Ein Abend, der nachwirkt – und zeigt, was 2026 fehlt
Ich hatte mit Interesse gerechnet – aber nicht mit einem so vollen Kino. Der Abend im Luna Metzingen hat mich wirklich gefreut: viele Menschen, kluge Fragen, aufmerksames Zuhören, viel Gesprächsbedarf. Der Film traf die Stimmung rund um die Bundestagswahl – und machte deutlich, dass jetzt eine grüne – eine progressive, sozial-ökologische Politik dringend notwendig wäre.
Das Luna war gut gefüllt, die Atmosphäre dicht und aufmerksam. Schon das allein war ein starkes Zeichen: Das Bedürfnis, Politik jenseits von Schlagzeilen zu erleben und darüber zu sprechen, ist groß. Der Film JETZT. WOHIN. Meine Reise mit Robert Habeck hat dieses Bedürfnis aufgenommen – ruhig, nah dran, ohne Effekthascherei.
Der Film zeigt Politik aus der Nähe: Wahlkampf, Bundestag, Zweifel, Druck, Verantwortung. Und er macht klar: Es geht nicht nur um einzelne Entscheidungen oder Personen. Es geht um das Funktionieren unserer Demokratie. Und um die grundsätzliche Frage, welchen politischen Kurs wir einschlagen – einen nach vorne gerichteten, sozial-ökologischen oder einen rückwärtsgewandten. Es geht um Machtfragen, um den Umgang mit Konflikten und darum, wie schnell demokratische Grenzen verschoben werden können.

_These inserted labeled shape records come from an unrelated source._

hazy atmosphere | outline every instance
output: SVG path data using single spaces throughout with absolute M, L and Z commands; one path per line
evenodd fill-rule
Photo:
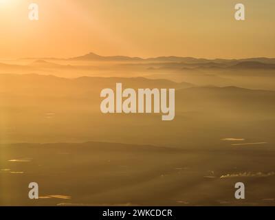
M 35 1 L 0 0 L 1 206 L 275 205 L 274 1 Z M 175 119 L 102 113 L 118 82 Z

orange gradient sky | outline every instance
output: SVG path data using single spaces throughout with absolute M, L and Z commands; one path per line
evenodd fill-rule
M 0 0 L 0 58 L 275 57 L 274 12 L 274 0 Z

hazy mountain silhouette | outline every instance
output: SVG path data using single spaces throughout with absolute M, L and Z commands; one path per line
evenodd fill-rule
M 236 63 L 238 62 L 252 61 L 252 62 L 262 62 L 265 63 L 274 63 L 275 64 L 275 58 L 251 58 L 243 59 L 207 59 L 207 58 L 197 58 L 193 57 L 182 57 L 175 56 L 158 56 L 152 58 L 140 58 L 140 57 L 130 57 L 126 56 L 100 56 L 93 52 L 87 54 L 73 57 L 69 58 L 71 60 L 94 60 L 94 61 L 150 61 L 150 62 L 186 62 L 188 63 Z
M 274 69 L 275 64 L 263 63 L 257 61 L 243 61 L 230 67 L 234 69 Z

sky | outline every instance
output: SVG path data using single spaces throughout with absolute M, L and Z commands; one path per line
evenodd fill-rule
M 0 58 L 275 57 L 274 12 L 274 0 L 0 0 Z

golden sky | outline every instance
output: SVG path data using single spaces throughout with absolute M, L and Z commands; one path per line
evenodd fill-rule
M 275 57 L 274 12 L 274 0 L 0 0 L 0 58 Z

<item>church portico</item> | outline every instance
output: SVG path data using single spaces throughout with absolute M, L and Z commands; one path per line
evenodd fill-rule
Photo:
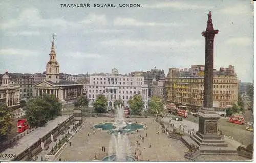
M 46 66 L 46 80 L 34 85 L 34 95 L 42 96 L 44 94 L 54 95 L 63 103 L 74 101 L 82 94 L 82 84 L 71 80 L 60 80 L 59 65 L 57 61 L 54 42 L 54 35 L 52 48 L 49 54 L 50 60 Z

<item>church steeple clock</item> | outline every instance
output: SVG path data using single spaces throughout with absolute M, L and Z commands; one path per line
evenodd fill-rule
M 52 35 L 52 49 L 49 54 L 50 60 L 46 65 L 46 80 L 54 83 L 59 82 L 59 65 L 54 47 L 54 35 Z

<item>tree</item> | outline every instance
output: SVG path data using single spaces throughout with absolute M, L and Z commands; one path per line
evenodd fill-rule
M 244 103 L 240 93 L 238 94 L 238 105 L 240 107 L 240 110 L 244 112 Z
M 163 111 L 163 103 L 162 100 L 156 96 L 153 96 L 150 101 L 149 111 L 153 115 L 156 120 L 158 121 L 158 116 L 161 112 Z
M 93 106 L 97 113 L 104 113 L 106 112 L 108 100 L 103 94 L 100 94 L 97 96 L 96 100 L 93 102 Z
M 5 103 L 0 102 L 0 140 L 6 138 L 12 127 L 13 114 Z
M 26 118 L 32 127 L 41 127 L 60 115 L 61 103 L 54 95 L 44 94 L 30 98 L 26 104 Z
M 74 103 L 75 106 L 81 106 L 82 107 L 88 107 L 88 104 L 89 103 L 89 100 L 87 97 L 81 95 L 77 99 L 76 101 Z
M 116 109 L 117 106 L 123 106 L 123 101 L 120 99 L 118 99 L 114 101 L 114 107 Z
M 246 88 L 246 94 L 250 98 L 250 101 L 253 101 L 253 84 L 251 84 Z
M 141 95 L 134 95 L 133 98 L 129 100 L 128 103 L 132 110 L 132 115 L 140 115 L 141 114 L 141 111 L 144 108 L 145 103 L 142 100 Z
M 246 94 L 249 96 L 250 102 L 246 102 L 248 109 L 253 110 L 253 84 L 250 84 L 246 88 Z
M 233 112 L 233 114 L 239 113 L 240 110 L 240 108 L 239 108 L 239 106 L 236 103 L 233 103 L 232 105 L 232 111 Z

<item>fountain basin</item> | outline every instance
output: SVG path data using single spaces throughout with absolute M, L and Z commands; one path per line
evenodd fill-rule
M 111 155 L 110 156 L 108 156 L 104 157 L 102 159 L 102 161 L 118 161 L 120 160 L 118 160 L 116 159 L 116 155 Z M 125 155 L 125 160 L 123 160 L 125 161 L 135 161 L 136 159 L 130 155 Z
M 126 123 L 126 126 L 120 129 L 115 127 L 114 124 L 112 123 L 104 123 L 97 124 L 93 126 L 95 128 L 101 129 L 102 131 L 108 131 L 109 133 L 118 133 L 119 132 L 130 132 L 135 131 L 136 129 L 143 129 L 144 125 L 142 124 Z M 121 131 L 120 132 L 120 130 Z
M 123 121 L 117 121 L 113 123 L 113 126 L 117 128 L 124 128 L 126 126 L 126 123 Z

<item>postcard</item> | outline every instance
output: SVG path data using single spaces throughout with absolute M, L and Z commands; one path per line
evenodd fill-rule
M 252 1 L 0 8 L 0 160 L 252 161 Z

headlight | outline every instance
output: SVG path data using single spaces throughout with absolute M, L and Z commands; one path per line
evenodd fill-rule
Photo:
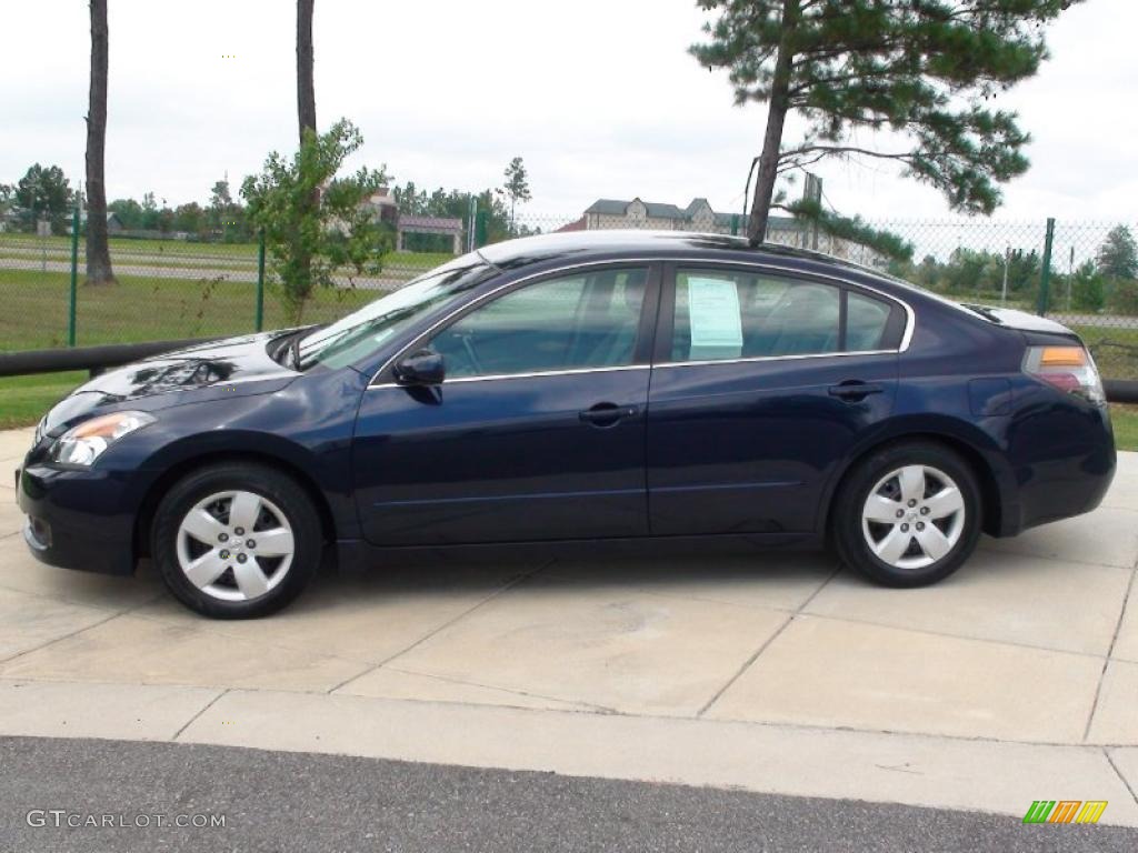
M 92 465 L 115 441 L 154 420 L 146 412 L 115 412 L 92 417 L 60 436 L 51 446 L 50 457 L 68 465 Z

Besonders eine Szene ging mir unter die Haut: die Abstimmung der Union gemeinsam mit der AfD. Ein Moment, bei dem ich dachte – das kann nicht sein. Und doch ist es passiert. Spätestens hier wurde deutlich, wie riskant eine Politik ist, die auf Abgrenzung verzichtet und keine klare Haltung zeigt. Und wie sehr 2026 eine progressive Alternative fehlt, wie sie Robert Habeck und wir Grünen vertreten. Der Film beschönigt diesen Moment nicht – und zwingt zum Hinschauen.

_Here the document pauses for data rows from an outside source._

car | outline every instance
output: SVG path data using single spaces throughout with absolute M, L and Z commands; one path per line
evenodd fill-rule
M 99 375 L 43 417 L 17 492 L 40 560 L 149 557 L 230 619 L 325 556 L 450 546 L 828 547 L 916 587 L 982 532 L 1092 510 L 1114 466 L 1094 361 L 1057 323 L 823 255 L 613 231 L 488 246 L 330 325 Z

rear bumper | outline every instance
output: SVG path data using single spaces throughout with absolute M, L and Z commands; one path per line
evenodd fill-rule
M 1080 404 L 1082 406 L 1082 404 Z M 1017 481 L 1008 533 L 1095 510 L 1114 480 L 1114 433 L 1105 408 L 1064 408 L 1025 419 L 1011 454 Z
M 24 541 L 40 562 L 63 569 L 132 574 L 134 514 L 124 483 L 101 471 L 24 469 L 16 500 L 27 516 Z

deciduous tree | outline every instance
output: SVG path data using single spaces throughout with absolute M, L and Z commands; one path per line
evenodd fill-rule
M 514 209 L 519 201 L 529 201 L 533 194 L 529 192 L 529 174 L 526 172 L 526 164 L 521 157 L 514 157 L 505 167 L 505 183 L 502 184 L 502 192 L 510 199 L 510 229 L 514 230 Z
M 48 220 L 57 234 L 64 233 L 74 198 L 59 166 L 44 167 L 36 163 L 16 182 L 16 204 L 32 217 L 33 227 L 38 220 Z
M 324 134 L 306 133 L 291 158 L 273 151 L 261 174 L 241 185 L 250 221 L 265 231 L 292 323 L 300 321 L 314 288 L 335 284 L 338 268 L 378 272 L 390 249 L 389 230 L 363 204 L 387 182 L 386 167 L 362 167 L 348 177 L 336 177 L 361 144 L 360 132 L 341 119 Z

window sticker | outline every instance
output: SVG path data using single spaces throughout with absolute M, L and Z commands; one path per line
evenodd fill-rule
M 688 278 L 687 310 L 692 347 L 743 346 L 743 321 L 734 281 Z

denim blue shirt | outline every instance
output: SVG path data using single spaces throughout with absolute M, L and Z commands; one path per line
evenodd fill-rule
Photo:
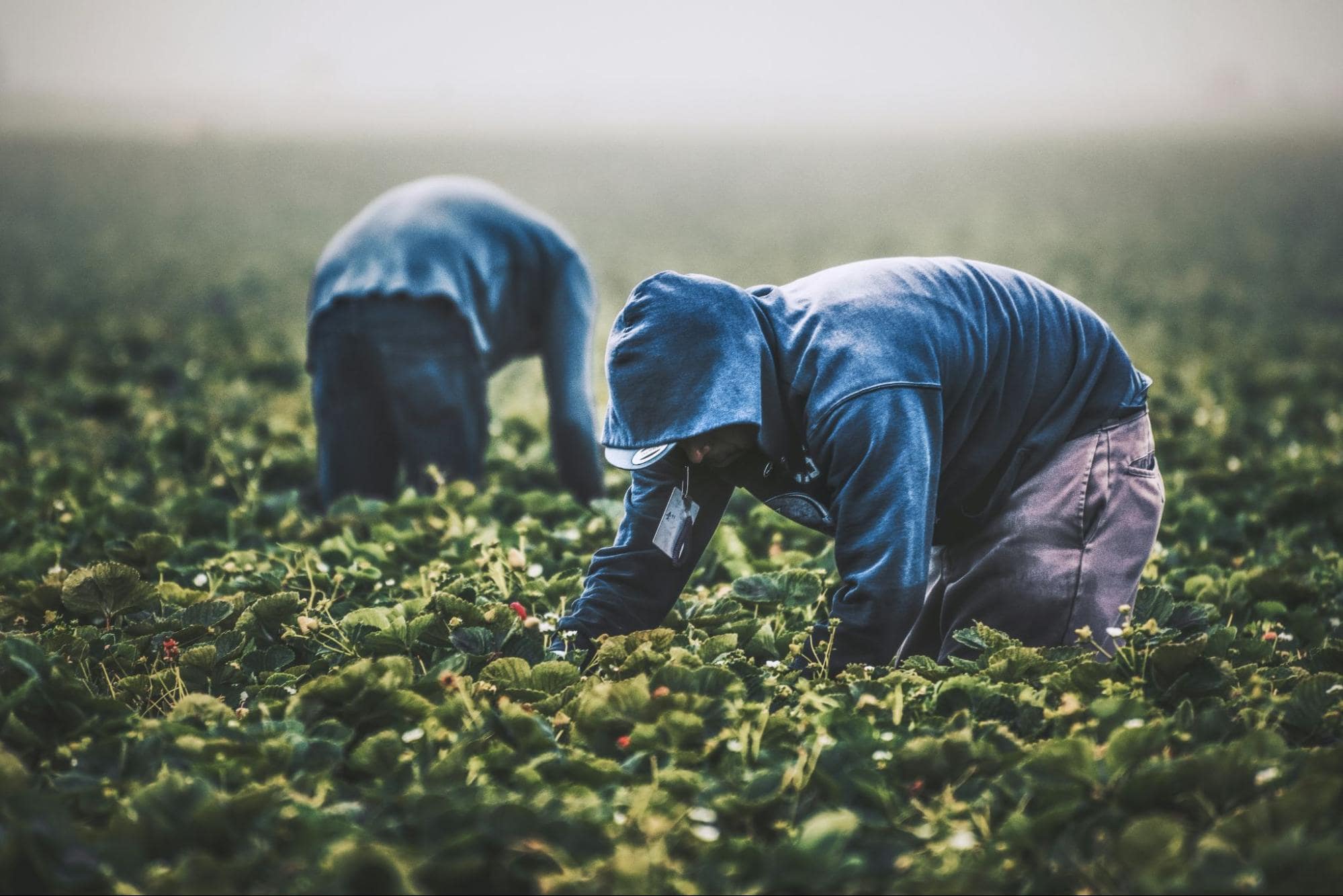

Nach dem Film haben Lisa und Marco uns – Cindy Holmberg und mich – eine Weile interviewt, bevor sich das Gespräch ins Publikum öffneten. Der Austausch war offen, konzentriert und intensiv. Es ging um Machtpolitik und um Medienlogiken, die oft mehr auf Klicks als auf Einordnung setzen. Um Streit, Skandale und Empörung als Geschäftsmodell. Um Fake News und die aggressive Stimmungsmache in sozialen Netzwerken.
Zugleich ging es um das, worum Politik eigentlich gehen sollte: Klimaschutz, soziale Gerechtigkeit und die Verteidigung demokratischer Grundwerte. Genau das, wofür progressive, sozial-ökologische Politik steht – und was wir im Landtagswahlkampf wieder stärker aufnehmen müssen. Die Erfahrungen aus dem Bundestagswahlkampf gehören ins Heute: im Netz präsenter sein, klarer widersprechen, schneller reagieren. Demokratie verteidigt sich nicht von selbst – sie braucht Haltung, Sichtbarkeit und Durchsetzungsfähigkeit.
Für mich war dieser Abend mehr als ein Kinoabend. Er war eine Erinnerung daran, dass Demokratie kein Selbstläufer ist. Sie braucht Menschen, die hinschauen. Die widersprechen, wenn Grenzen überschritten werden. Die laut werden, wenn demokratische Regeln relativiert werden. Und die sich einmischen – nicht aus Empörung, sondern aus Verantwortung.
Dieser Film macht genau das deutlich. Und deshalb wirkt er nach.
Danke an alle, die da waren. Und danke an Lisa, Marco und das Luna Metzingen für diesen besonderen Abend.